Wird eine Mehrheit der griechischen Abgeordneten also für eine Strafverfolgung ihres Kollegen Varoufakis stimmen? Auch das ist extrem unwahrscheinlich:
- Regierungschef Alexis Tsipras hat bereits mehrfach öffentlich bestätigt, Varoufakis mit der Vorbereitung für einen Plan B beauftragt zu haben. Am Freitag wird Tsipras voraussichtlich im Parlament konkrete Fragen der Oppositionspartei Pasok zu diesem Auftrag beantworten. Er würde ziemlich dumm dastehen, sollte er beteuern, von Varoufakis' Plan keinen blassen Schimmer gehabt zu haben.
- Selbst Syriza-Abgeordnete, die Varoufakis kritisch gegenüberstehen, werden sich höchstwahrscheinlich nicht an einem solchen Angriff auf ihren ehemaligen Minister beteiligen. So haben etwa die Hardliner der Linken Plattform unter Panagiotis Lafazanis Varoufakis in der Vergangenheit zwar massiv kritisiert - in diesem Fall aber bereits öffentlich Partei für ihn ergriffen.
- Nicht einmal aus den Oppositionsparteien droht Varoufakis Ungemach. Die konservative Nea Dimokratia (ND) als größte unter ihnen etwa hat gar kein Interesse, den Fall bis zum Äußersten zu treiben.

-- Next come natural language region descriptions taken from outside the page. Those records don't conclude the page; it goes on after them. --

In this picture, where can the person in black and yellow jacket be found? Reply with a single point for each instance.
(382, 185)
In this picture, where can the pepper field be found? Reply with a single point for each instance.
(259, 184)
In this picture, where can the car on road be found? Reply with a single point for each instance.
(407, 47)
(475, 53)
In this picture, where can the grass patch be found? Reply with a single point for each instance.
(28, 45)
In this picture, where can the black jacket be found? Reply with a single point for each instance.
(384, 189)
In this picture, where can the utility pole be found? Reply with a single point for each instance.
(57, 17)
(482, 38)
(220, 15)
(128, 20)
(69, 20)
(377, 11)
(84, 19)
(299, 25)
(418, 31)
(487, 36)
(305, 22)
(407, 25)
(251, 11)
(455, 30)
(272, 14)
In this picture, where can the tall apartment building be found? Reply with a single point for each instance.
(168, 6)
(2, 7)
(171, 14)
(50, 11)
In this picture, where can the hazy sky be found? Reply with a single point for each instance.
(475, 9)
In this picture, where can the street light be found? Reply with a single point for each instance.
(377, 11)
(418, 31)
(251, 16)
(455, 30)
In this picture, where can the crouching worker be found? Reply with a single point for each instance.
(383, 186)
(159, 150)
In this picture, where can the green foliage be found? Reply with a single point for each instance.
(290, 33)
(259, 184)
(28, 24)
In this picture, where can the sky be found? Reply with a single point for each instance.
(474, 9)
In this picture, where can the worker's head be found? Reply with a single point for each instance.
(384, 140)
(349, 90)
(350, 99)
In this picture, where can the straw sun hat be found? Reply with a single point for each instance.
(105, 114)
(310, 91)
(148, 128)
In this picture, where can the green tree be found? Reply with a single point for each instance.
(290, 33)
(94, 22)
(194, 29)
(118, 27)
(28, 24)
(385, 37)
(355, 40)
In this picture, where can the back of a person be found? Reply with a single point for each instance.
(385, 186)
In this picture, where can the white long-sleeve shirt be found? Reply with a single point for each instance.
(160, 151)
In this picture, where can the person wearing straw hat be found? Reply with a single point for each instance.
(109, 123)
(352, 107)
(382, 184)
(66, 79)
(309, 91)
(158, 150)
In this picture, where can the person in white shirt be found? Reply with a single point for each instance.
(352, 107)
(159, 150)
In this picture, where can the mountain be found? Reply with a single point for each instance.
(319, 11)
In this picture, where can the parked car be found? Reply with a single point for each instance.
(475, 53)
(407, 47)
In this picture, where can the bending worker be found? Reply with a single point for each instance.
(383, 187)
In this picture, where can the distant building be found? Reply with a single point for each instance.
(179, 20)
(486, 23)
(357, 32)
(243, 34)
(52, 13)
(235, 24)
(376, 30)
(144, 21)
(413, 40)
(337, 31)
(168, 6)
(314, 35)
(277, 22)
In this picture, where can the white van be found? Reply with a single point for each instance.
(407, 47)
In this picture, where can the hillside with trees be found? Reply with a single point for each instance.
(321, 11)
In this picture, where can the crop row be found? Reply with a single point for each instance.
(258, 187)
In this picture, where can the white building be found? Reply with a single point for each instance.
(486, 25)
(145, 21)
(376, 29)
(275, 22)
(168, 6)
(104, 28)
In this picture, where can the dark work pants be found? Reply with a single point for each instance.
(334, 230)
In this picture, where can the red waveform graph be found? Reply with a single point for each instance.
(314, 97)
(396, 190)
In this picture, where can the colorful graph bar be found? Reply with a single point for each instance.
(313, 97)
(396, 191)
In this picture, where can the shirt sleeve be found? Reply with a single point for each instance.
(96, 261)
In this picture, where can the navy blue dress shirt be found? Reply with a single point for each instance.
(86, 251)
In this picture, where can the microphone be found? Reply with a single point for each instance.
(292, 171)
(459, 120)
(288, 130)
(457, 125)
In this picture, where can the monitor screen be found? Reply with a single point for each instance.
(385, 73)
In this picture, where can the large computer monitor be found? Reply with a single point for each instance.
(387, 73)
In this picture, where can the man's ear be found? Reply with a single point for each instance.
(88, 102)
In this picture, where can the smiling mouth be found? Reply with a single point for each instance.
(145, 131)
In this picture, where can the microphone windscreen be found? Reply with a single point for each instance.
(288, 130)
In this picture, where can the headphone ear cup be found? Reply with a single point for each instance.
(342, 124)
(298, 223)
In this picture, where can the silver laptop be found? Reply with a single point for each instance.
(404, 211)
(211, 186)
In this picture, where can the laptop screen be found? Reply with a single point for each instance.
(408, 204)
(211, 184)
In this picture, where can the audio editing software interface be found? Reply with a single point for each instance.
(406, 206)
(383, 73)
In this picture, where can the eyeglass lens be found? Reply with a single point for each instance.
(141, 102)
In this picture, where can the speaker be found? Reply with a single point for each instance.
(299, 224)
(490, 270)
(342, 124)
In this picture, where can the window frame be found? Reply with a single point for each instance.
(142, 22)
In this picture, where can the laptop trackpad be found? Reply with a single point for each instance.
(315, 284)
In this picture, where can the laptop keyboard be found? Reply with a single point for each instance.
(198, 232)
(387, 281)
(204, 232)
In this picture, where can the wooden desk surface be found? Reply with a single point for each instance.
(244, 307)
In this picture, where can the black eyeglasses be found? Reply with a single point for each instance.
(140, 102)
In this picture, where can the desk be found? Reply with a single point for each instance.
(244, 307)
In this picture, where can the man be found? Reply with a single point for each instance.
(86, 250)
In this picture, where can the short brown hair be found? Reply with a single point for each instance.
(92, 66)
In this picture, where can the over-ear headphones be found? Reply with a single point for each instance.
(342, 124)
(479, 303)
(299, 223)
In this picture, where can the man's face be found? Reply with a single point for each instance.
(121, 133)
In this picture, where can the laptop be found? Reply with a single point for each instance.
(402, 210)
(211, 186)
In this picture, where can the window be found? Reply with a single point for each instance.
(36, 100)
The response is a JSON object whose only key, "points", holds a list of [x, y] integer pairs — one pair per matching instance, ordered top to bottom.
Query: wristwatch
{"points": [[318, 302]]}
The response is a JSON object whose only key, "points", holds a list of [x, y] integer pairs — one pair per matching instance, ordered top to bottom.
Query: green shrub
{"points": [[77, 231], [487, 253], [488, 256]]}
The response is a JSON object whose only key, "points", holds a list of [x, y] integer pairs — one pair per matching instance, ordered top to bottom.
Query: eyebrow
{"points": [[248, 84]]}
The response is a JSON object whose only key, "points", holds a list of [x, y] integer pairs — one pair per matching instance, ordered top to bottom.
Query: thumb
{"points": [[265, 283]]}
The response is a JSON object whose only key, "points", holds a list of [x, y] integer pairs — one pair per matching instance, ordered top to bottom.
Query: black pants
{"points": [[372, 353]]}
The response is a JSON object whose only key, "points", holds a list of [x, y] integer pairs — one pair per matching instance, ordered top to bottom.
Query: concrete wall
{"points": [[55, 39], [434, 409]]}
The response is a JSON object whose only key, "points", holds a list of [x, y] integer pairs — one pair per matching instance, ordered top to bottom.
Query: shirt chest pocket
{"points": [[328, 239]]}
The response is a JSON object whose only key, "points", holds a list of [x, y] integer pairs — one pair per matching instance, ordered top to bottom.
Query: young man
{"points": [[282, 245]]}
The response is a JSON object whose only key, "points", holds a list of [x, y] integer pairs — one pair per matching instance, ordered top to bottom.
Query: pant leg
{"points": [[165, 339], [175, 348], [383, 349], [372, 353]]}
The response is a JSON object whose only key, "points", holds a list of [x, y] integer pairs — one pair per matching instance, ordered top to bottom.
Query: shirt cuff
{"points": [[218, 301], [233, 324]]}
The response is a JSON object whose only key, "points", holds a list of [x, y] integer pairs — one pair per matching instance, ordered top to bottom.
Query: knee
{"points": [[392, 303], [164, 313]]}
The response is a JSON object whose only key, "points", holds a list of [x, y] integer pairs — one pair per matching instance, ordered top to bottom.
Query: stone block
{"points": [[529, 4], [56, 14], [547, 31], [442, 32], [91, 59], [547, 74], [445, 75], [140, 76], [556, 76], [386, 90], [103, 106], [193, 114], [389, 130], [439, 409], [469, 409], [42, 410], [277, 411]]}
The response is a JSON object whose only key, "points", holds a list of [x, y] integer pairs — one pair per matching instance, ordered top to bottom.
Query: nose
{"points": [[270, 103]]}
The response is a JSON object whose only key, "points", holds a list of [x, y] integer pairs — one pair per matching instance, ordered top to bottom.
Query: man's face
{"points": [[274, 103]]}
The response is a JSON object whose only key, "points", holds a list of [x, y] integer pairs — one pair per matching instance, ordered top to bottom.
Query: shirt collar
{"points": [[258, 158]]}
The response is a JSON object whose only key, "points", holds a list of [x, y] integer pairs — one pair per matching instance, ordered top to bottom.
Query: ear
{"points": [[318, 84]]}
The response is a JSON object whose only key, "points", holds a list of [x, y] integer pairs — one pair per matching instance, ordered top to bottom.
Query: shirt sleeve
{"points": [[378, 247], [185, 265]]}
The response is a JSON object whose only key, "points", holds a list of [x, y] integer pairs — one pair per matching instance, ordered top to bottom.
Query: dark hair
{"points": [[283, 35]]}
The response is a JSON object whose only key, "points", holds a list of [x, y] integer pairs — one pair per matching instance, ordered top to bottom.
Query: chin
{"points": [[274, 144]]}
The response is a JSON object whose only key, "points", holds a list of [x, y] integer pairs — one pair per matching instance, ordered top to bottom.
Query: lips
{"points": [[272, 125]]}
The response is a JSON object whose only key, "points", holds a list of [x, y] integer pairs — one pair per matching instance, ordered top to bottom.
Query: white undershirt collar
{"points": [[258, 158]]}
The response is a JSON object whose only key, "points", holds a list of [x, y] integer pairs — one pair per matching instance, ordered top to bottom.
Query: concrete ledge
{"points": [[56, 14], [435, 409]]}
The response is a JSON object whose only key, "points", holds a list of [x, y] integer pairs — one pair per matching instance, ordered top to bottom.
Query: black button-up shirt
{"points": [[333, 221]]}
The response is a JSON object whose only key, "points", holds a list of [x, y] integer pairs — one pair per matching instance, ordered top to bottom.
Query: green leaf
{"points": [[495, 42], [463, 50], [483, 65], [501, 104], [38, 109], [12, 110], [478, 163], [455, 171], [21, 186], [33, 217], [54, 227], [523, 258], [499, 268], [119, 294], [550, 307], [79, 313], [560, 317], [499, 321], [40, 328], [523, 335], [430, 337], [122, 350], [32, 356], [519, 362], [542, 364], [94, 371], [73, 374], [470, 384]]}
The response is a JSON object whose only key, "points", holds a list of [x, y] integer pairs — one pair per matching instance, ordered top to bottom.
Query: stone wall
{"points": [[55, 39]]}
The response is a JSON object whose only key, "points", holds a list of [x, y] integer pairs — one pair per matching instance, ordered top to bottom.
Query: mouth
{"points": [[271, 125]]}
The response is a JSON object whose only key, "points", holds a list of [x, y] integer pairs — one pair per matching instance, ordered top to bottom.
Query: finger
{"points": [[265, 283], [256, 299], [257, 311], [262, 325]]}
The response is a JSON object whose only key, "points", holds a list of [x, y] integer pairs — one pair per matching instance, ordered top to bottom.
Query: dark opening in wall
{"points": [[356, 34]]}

ND-Chef Vangelis Meimarakis kündigte bereits im Fernsehsender ANT1 an, jede politische und parlamentarische Möglichkeit zu nutzen, die Wahrheit über den Varoufakis-Plan ans Licht zu bringen - Strafermittlungen strebe man aber nicht an.
- Formalien: Für eine Anklage wegen Vergehen im Amt müssten zuerst mindestens 30 Abgeordnete einen schriftlichen Antrag einreichen und darin strafwürdige Verstöße oder Unterlassungen begründen. Diesem Antrag muss dann eine absolute Mehrheit im Parlament zustimmen - konkret also 151 der 300 Abgeordneten. Erst dann würde ein Untersuchungsausschuss mit Vorermittlungen beginnen. Eine Zustimmung von 151 Abgeordneten? Nicht unmöglich, aber sehr unwahrscheinlich.
- Zu guter Letzt: Selbst wenn all dies geschähe, Varoufakis vor Gericht gestellt würde und ihm am Ende eine Verurteilung droht, wird er jedenfalls wohl kaum ins Gefängnis müssen. Dazu müssten die Ankläger ihm nachweisen, dass er sich durch die Datenschutzverstöße persönlich bereichern oder die Bürger schädigen wollte. Ebenso wenig dürfte ihnen gelingen, Varoufakis nachzuweisen, mit Vorsatz Hochverrat betrieben zu haben.
Politische Beobachter in Griechenland finden, dass die Aufregung um Varoufakis als Sündenbock für den Grexit-Plan eine der Regierung willkommene Ablenkung von der aktuellen Misere darstellt. Die Popularität des Ex-Finanzministers - zu Hause wie im Ausland - gepaart mit den zweifellos sensationellen Details seines Plans haben für eine unterhaltsame Sommergeschichte gesorgt, mit der man sich einfach lieber befasst als mit den sehr realen Problemen des Landes.
Nicht nur viele Griechen halten es für absurd, den Finanzminister dafür anzuklagen, einen Grexit-Plan vorzubereiten, wenn so ziemlich alle anderen einschließlich Deutschland und der EU-Kommission ihre eigenen Notfallpläne in der Schublade haben. Auch US-Starökonom Paul Krugman und der erfahrene Fondsmanager Mohamed El-Erian argumentieren so.
Solange also keine neuen, substanzielle Enthüllungen auftauchen, scheint das schwerwiegendste Urteil, dem Yanis Varoufakis sich stellen muss, das der öffentlichen Meinung zu sein.